Nella necessita’ di provare a proporre ad un adolescente la più classica delle vacanze (studio all’estero), mi sono accorta che c’era una latenza che andava nominata e rappresentata.
Si va a studiare altrove per imparare una lingua, per ricevere impressioni usi e costumi di altri paesi, per cercare una piu’ ampia visione del mondo. Si va altrove a prendere qualcosa di più, di nuovo, di ricco e di significativo.
Eppure non si dice mai e con abbastanza intenzione, cos’altro si va a fare: dare.
Dare se stessi, offrire la propria impressione sul mondo, a informarlo, con le proprie idee, le intenzioni, i dubbi e i problemi, con il proprio sguardo stupito e nuovo, o dubbioso e resistente, lasciare un impronta. Si parte e “ci si offre” in un incontro.
Non si va mai a depredare il mondo dell’altrui “sapere”, senza cedere alcunché in cambio. Va detto.

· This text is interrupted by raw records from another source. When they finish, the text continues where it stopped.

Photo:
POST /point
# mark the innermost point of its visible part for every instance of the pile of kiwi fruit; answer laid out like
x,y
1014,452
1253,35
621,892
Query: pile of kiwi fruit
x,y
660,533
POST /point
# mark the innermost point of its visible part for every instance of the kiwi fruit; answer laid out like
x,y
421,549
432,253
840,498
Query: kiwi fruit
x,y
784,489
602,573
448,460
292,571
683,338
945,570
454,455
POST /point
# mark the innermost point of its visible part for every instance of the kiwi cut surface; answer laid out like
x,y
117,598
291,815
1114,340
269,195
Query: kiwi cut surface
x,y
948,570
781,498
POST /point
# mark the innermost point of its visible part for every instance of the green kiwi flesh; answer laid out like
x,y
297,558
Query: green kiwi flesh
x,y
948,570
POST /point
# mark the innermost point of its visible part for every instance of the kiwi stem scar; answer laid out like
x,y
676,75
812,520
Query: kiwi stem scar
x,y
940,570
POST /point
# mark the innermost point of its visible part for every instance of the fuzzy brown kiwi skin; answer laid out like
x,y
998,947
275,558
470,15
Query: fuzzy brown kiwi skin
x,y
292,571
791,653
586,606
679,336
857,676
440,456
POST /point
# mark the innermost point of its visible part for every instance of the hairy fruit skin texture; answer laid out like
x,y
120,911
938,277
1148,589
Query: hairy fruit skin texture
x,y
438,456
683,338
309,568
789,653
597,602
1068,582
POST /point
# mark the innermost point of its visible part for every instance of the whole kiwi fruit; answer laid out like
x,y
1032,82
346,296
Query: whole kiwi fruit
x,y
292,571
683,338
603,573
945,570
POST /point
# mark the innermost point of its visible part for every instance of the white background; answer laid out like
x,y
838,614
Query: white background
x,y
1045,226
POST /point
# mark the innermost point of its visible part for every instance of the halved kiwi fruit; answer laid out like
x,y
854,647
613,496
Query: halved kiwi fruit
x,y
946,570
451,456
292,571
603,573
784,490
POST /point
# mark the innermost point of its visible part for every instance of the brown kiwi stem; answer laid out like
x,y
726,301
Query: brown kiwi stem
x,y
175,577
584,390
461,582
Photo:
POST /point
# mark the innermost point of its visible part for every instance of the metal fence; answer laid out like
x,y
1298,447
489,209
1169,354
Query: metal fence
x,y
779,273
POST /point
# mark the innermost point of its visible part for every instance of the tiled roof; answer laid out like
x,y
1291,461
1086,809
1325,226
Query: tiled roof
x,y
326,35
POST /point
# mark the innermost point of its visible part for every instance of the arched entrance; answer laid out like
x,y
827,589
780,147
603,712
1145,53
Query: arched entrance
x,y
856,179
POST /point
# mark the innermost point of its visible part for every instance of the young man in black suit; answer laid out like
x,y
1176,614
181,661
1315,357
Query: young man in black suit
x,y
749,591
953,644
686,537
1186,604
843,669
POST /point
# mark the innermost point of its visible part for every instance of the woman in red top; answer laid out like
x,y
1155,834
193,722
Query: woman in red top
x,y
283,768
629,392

E’, questo, un passaggio culturale che va espresso, e insieme può esser smitizzato il principio colonizzatore del mondo, e poi magari anche quello esplorativo scientifico. O meglio, questo “principio” va integrato con una più complessa visione del mondo, quella che ci permette di interagire e intersecare culture.
E nell’occorrenza serve partire con la capacita’ di abbandonare il gioco del più sagace o più acculturato o … sapiente, o del più bisognoso di ap_prendere
Perché il gioco che si va ad imparare e’ il meticciamento, la contaminazione, la creazione nuova tra due, o più, saperi, necessariamente diversi.